Originally Posted by Salty Dog
It's stunning how Barney Frank can even compete in an election after his part in the economic collapse. STUUU-NIIINNNGG!!!
1. According to Barney Frank, he didn't have anything to do with the economic collapse. Not.a.thing.
His supporters buy it hook, line, and sinker too. Here is the endorsement the Boston Globe gave him:
Frank puts his leverage to work for local causes like the fishing industry in New Bedford, which is perpetually under the scrutiny of federal regulators and needs a powerful advocate.
Assessing Frank’s performance has always been tough, because his fingers are in so many legislative pies. He acknowledges having been slow, like other officials, to see the extent of the home-mortgage crisis that engulfed the economy. For that, he deserves blame. But the larger charge that he pushed to give federally backed mortgages to less-qualified borrowers isn’t all that it seems: The Bush administration, not Frank, was focused on raising the number of buyers in its “ownership society’’; Frank wielded his clout more on behalf of rental subsidies, arguing that not everyone is qualified to own a home.
On the other side of the ledger, Frank was instrumental in helping write TARP and the Frank-Dodd bill to toughen bank regulation. It is not true, as his challenger Sean Bielat says in his ads, that “No individual is MORE responsible than Barney Frank for the housing crisis and economic collapse.’’ Frank deserves some blame, but also some credit.

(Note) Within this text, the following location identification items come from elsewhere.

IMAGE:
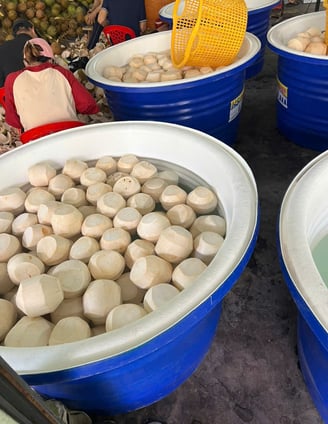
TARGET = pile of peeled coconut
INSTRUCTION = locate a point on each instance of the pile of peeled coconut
(310, 41)
(93, 246)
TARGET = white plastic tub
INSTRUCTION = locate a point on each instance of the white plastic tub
(303, 225)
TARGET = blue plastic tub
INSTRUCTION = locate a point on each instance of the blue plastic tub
(210, 103)
(302, 82)
(137, 365)
(302, 245)
(259, 12)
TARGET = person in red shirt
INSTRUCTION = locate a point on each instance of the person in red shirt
(44, 92)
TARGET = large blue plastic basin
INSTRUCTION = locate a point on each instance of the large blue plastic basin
(210, 103)
(137, 365)
(302, 82)
(303, 223)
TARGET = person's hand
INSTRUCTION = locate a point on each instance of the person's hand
(89, 18)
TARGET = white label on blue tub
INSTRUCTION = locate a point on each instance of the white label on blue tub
(235, 106)
(282, 94)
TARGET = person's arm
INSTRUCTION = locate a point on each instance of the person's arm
(93, 12)
(11, 116)
(84, 101)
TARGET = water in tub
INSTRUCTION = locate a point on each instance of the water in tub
(319, 254)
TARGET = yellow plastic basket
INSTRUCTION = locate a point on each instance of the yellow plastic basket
(325, 4)
(208, 32)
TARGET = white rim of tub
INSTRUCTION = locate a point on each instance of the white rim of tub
(95, 66)
(279, 35)
(302, 221)
(242, 223)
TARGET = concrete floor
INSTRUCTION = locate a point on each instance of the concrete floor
(251, 373)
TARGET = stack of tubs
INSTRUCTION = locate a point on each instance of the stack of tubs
(302, 100)
(303, 246)
(136, 365)
(210, 103)
(259, 12)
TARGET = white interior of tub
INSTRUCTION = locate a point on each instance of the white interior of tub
(303, 223)
(167, 10)
(119, 55)
(213, 161)
(279, 35)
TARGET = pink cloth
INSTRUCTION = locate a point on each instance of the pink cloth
(43, 94)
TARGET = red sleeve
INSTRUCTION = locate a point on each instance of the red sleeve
(84, 101)
(12, 117)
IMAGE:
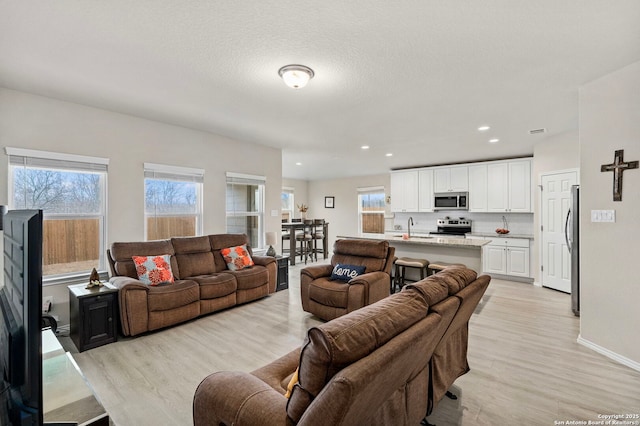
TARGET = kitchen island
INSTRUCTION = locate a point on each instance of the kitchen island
(451, 250)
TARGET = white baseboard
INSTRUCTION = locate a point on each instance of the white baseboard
(609, 354)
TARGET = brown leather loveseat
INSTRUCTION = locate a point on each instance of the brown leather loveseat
(329, 299)
(203, 283)
(371, 366)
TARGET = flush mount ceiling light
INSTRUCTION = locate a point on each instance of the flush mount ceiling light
(296, 76)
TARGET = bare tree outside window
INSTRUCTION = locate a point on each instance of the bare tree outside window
(171, 208)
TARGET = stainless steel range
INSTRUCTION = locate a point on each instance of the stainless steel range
(452, 227)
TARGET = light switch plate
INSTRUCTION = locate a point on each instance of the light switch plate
(609, 216)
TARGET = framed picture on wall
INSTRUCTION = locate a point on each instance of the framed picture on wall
(329, 202)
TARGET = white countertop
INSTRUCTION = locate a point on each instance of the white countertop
(424, 240)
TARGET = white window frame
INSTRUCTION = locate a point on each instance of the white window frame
(246, 179)
(178, 174)
(46, 160)
(365, 191)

Bielat, 35, is an intriguing contrast to the 70-year-old Frank. A major in the Marine Corps Reserve, with a Wharton degree and experience at the consulting firm of McKinsey & Co., he can almost go toe to toe with Frank on financial matters. Behind his boyish grin is an ego the size of Frank’s: They’re a fascinating pair of opposites. Bielat favors tax and budget cuts directed mainly away from the military; Frank hopes to spend his next term tackling military waste.
On social issues, Frank is a leader in the move to repeal the “don’t ask, don’t tell’’ policy, while Bielat insists that the military does not discriminate on the basis of sexuality. On abortion, Bielat acknowledges that Roe v. Wade is the law of the land, but is almost unique among politicians in refusing to offer his own view of abortion rights. That refusal signals the strategic nature of Bielat’s candidacy — he’s a smart bomb directed at Frank, zeroing in on the economy while neutralizing Frank’s advantage on social issues. With his broad skills, Bielat can be a leader in the state GOP. But leadership requires more than just strategic intelligence.

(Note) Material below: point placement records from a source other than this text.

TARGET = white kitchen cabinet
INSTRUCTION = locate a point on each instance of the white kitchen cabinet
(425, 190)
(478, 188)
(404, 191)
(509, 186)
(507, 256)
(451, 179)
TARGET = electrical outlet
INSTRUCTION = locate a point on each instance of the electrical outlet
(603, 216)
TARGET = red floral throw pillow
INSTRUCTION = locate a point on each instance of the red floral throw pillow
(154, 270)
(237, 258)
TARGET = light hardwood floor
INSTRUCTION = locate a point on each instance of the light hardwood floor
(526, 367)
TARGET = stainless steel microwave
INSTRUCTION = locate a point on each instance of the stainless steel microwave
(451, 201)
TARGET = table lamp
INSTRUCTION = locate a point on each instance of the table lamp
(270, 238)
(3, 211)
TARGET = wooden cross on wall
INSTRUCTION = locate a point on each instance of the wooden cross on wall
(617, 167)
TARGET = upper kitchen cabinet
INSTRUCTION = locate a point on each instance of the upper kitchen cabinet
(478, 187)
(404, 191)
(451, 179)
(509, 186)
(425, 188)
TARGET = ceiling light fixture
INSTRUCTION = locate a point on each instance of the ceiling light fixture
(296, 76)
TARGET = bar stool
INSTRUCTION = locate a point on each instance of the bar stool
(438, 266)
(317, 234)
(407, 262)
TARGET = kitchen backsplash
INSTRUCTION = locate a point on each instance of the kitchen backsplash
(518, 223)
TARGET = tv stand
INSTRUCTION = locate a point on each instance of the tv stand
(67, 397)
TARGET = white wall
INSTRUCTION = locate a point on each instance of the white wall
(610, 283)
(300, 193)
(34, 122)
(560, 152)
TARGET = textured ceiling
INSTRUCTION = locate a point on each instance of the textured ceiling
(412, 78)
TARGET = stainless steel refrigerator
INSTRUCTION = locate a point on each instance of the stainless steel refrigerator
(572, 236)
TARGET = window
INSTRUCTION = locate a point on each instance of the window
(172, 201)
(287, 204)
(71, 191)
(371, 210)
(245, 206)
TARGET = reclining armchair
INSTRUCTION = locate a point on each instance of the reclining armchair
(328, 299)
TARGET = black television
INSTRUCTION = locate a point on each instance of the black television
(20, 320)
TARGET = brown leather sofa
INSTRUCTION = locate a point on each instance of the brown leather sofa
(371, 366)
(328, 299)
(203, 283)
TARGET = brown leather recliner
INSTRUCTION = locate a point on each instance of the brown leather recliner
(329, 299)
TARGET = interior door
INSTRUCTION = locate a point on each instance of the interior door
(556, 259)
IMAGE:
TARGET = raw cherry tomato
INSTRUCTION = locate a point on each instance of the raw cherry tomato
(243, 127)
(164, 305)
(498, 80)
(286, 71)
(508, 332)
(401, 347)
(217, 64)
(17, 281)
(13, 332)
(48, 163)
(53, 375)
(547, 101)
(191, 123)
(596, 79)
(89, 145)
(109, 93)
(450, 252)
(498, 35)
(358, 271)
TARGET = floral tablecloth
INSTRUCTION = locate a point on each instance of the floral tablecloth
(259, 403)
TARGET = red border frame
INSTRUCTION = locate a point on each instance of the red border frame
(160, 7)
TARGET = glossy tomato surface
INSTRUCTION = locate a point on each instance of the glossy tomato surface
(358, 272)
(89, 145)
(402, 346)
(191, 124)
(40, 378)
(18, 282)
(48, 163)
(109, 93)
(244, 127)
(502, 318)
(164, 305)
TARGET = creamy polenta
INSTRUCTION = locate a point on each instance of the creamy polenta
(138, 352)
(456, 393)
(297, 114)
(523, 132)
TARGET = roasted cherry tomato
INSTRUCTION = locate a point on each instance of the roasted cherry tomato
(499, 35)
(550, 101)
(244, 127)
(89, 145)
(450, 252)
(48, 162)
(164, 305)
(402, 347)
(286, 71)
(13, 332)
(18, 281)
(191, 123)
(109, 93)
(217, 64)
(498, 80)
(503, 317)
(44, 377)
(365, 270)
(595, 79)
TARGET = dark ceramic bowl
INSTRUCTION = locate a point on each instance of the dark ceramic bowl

Frank deserves the tough questioning he’s received from Bielat; but he also deserves reelection.
The willful ignorance of liberals in Massachusetts is what is truly stunning. But it explains in part how he gets re-elected every year. The Globe is the Bible of the Left in Massachusetts; it's words are gospel; and the masses ask no questions.
2. As if the groupthink up here wasn't bad enough, the gerrymandering of our congressional districts ensures that Republicans (or anyone else, really) have almost zero chance of winning anything less than a state-wide race. (See Scott Brown for more details.)
Here is what our congressional districts look like:
Barney's district is the 4th. He lives up near where the 7th and 9th almost touch each other and cut the 4th into two pieces. In fact, at that point, I believe the district is only one town wide. (Ditto for where the 9th and 3rd almost touch.)
Here is what the alternative map looked like, which was supported by Republicans and good government groups (including Common Cause, a liberal group which campaigns for independent redistricting commissions and districts based on population only, and not political registration):
So yeah...looking at the two, is it any wonder that the Speaker of the state House of Reps that pushed through the first (and current) map was indicted for his role in the redistricting? (He lied under oath about his role in gerrymandering blacks into districts where minority candidates couldn't win elections -- and he was a Democrat, mind you.)
So anyway, that's why Barney always wins, no matter the scandal or the state of the country. It's never Barney's fault, and even if it were, his district is so safe that it's almost impossible for him to lose.